Window Functions

Window functions can only be used in the SELECT clause. To share OVER specifications between functions, use the statement’s WINDOW clause and use the OVER window-name syntax.

General-Purpose Window Functions

The table below shows the available general window functions.

Function Return Type Description Example
row_number() bigint The number of the current row within the partition, counting from 1. row_number()
rank() bigint The rank of the current row with gaps; same as row_number of its first peer. rank()
dense_rank() bigint The rank of the current row without gaps; this function counts peer groups. dense_rank()
percent_rank() double The relative rank of the current row: (rank() - 1) / (total partition rows - 1). percent_rank()
cume_dist() double The cumulative distribution: (number of partition rows preceding or peer with current row) / total partition rows. cume_dist()
ntile(num_buckets integer) bigint An integer ranging from 1 to the argument value, dividing the partition as equally as possible. ntile(4)
lag(expr any [, offset integer [, default any ]]) same type as expr Returns expr evaluated at the row that is offset rows before the current row within the partition; if there is no such row, instead return default (which must be of the same type as expr). Both offset and default are evaluated with respect to the current row. If omitted, offset defaults to 1 and default to null. lag(column, 3, 0)
lead(expr any [, offset integer [, default any ]]) same type as expr Returns expr evaluated at the row that is offset rows after the current row within the partition; if there is no such row, instead return default (which must be of the same type as expr). Both offset and default are evaluated with respect to the current row. If omitted, offset defaults to 1 and default to null. lead(column, 3, 0)
first_value(expr any) same type as expr Returns expr evaluated at the row that is the first row of the window frame. first_value(column)
last_value(expr any) same type as expr Returns expr evaluated at the row that is the last row of the window frame. last_value(column)
nth_value(expr any, nth integer) same type as expr Returns expr evaluated at the nth row of the window frame (counting from 1); null if no such row. nth_value(column, 2)

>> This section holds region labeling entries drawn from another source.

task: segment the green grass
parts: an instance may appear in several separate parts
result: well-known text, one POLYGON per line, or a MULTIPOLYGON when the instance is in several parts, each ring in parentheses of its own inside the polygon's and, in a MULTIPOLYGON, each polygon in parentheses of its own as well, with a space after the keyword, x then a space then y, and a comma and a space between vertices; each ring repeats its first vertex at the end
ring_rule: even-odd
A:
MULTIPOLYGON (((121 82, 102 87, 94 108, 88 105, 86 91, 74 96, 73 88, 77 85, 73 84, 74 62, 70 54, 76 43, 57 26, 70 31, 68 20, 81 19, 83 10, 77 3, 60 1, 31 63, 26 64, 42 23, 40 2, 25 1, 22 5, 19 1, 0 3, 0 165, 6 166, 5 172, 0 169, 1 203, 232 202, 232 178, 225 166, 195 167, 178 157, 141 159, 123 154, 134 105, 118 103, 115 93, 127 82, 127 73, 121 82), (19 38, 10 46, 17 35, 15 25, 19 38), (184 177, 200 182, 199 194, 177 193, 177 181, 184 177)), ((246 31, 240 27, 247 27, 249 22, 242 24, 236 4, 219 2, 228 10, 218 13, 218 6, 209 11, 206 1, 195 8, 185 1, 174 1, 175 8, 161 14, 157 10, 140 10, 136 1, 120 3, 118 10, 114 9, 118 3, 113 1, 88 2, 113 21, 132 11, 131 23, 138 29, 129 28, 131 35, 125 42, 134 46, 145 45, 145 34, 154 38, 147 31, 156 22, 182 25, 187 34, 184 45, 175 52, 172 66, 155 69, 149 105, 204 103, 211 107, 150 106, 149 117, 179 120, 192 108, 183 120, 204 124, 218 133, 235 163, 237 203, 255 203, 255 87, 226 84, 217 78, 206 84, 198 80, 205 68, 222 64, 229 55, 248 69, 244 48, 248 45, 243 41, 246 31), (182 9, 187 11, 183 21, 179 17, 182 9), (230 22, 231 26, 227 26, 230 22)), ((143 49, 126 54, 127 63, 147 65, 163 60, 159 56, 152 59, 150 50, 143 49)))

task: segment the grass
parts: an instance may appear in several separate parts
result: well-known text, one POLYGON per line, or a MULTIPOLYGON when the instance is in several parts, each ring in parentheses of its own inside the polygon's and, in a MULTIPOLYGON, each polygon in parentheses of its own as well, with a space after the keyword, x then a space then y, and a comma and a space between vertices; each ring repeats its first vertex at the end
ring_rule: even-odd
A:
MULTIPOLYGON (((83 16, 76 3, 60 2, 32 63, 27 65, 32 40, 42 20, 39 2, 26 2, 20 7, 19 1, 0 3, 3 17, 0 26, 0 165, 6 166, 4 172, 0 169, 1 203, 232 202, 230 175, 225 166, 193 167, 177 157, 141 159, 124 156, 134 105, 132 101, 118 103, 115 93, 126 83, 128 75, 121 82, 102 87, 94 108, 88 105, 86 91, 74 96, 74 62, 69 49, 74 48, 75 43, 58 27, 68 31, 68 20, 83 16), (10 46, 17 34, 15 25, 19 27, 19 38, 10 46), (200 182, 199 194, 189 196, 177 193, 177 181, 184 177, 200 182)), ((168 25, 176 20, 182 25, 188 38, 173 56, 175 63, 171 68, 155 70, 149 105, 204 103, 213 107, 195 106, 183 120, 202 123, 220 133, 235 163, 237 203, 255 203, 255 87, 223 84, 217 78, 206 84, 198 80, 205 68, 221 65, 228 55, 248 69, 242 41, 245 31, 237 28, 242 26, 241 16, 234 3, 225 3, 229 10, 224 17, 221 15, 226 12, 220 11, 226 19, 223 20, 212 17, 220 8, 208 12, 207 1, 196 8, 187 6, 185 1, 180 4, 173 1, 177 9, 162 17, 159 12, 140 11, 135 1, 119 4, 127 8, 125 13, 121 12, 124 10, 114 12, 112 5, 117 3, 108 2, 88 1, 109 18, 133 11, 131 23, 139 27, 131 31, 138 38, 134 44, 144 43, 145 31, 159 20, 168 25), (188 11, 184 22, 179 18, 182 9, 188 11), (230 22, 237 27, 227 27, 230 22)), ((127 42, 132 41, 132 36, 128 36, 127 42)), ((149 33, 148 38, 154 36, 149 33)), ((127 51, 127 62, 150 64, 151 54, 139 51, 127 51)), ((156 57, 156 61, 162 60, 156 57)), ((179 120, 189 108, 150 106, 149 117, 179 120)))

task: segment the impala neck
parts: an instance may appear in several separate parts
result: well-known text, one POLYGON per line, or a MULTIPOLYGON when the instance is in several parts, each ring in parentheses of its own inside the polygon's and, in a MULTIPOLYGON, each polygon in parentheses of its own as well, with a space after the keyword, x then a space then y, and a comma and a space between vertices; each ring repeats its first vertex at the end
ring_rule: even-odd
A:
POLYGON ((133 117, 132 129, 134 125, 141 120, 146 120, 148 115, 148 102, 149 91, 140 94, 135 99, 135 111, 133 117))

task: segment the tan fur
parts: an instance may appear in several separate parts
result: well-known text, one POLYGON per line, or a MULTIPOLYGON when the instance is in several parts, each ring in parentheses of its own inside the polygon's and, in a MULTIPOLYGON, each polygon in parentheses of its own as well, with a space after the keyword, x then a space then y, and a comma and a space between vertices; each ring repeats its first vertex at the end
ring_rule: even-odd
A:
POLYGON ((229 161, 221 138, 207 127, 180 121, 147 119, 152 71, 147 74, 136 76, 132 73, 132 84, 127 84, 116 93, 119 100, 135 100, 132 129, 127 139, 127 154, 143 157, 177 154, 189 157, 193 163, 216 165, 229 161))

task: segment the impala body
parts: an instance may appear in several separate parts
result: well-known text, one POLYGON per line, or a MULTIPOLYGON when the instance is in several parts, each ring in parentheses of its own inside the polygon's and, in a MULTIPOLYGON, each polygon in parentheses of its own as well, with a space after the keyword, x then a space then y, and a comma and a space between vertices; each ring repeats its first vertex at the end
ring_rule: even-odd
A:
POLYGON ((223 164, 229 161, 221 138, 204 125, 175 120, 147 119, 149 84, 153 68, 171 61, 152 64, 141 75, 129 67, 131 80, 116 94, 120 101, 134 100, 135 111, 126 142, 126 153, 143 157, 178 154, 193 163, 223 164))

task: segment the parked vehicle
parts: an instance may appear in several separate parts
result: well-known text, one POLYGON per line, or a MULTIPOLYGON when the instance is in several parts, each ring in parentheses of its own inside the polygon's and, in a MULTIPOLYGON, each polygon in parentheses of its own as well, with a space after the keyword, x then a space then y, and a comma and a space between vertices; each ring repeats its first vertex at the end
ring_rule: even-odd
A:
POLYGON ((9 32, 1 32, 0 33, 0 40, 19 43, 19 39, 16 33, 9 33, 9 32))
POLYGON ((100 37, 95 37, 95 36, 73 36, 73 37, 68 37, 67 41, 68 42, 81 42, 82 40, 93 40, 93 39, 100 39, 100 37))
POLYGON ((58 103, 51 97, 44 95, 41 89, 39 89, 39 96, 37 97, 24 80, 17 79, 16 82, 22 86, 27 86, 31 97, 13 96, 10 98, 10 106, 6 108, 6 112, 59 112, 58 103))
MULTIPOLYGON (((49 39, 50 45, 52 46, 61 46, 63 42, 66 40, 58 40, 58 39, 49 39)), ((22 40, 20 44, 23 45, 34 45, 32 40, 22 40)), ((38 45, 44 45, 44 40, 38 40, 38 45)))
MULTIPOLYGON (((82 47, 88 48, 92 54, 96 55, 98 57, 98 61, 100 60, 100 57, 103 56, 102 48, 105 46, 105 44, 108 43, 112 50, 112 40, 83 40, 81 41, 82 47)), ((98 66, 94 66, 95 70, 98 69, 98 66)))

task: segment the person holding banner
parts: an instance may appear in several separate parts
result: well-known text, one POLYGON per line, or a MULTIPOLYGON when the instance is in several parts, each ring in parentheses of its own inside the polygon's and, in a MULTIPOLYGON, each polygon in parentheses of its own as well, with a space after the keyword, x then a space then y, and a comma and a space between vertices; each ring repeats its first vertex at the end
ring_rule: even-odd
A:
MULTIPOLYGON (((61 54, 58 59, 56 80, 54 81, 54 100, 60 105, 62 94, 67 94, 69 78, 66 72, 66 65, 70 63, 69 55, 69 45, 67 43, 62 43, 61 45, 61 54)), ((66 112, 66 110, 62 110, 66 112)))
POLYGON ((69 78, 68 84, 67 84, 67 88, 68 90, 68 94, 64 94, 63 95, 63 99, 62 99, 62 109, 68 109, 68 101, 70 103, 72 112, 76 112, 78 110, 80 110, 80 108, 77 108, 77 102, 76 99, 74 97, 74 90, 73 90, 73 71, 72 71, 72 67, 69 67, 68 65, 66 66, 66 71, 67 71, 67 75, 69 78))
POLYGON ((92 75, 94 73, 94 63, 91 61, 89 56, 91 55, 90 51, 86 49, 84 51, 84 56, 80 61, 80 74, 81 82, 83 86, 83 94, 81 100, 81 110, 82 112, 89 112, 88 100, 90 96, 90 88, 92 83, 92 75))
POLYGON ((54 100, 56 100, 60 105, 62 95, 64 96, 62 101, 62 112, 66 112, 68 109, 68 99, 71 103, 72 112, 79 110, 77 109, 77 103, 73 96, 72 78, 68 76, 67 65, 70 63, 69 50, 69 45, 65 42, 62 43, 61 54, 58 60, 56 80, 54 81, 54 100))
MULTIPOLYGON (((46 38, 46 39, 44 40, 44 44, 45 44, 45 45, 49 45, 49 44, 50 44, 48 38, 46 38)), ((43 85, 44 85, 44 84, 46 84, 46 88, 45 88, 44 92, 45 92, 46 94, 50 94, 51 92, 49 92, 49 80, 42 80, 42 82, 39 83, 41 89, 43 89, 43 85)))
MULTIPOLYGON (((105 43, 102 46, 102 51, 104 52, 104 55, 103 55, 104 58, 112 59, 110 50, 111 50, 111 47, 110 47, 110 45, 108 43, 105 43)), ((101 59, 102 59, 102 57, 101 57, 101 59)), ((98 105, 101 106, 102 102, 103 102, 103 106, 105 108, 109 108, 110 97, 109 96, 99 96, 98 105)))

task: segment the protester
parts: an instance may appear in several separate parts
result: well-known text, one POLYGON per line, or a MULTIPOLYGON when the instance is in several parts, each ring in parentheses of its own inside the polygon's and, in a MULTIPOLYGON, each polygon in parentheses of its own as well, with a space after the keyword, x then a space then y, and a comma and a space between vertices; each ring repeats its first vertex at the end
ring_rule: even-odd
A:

Aggregate Window Functions

All aggregate functions can be used in a windowing context.

Evaluation

Windowing works by breaking a relation up into independent partitions, ordering those partitions, and then computing a new column for each row as a function the nearby values. Some window functions depend only on the partition boundary and the ordering, but a few (including all the aggregates) also use a frame. Frames are specified as a number of rows on either side (preceding or following) of the current row. The distance can either be specified as a number of rows or a range of values using the partition’s ordering value and a distance.

The full syntax is shown in the diagram at the top of the page, and this diagram visually illustrates computation environment:

The Window Computation Environment

Partition and Ordering

Partitioning breaks the relation up into independent, unrelated pieces. Partitioning is optional, and if none is specified then the entire relation is treated as a single partition. Window functions cannot access values outside of the partition containing the row they are being evaluated at.

Ordering is also optional, but without it the results are not well-defined. Each partition is ordered using the same ordering clause.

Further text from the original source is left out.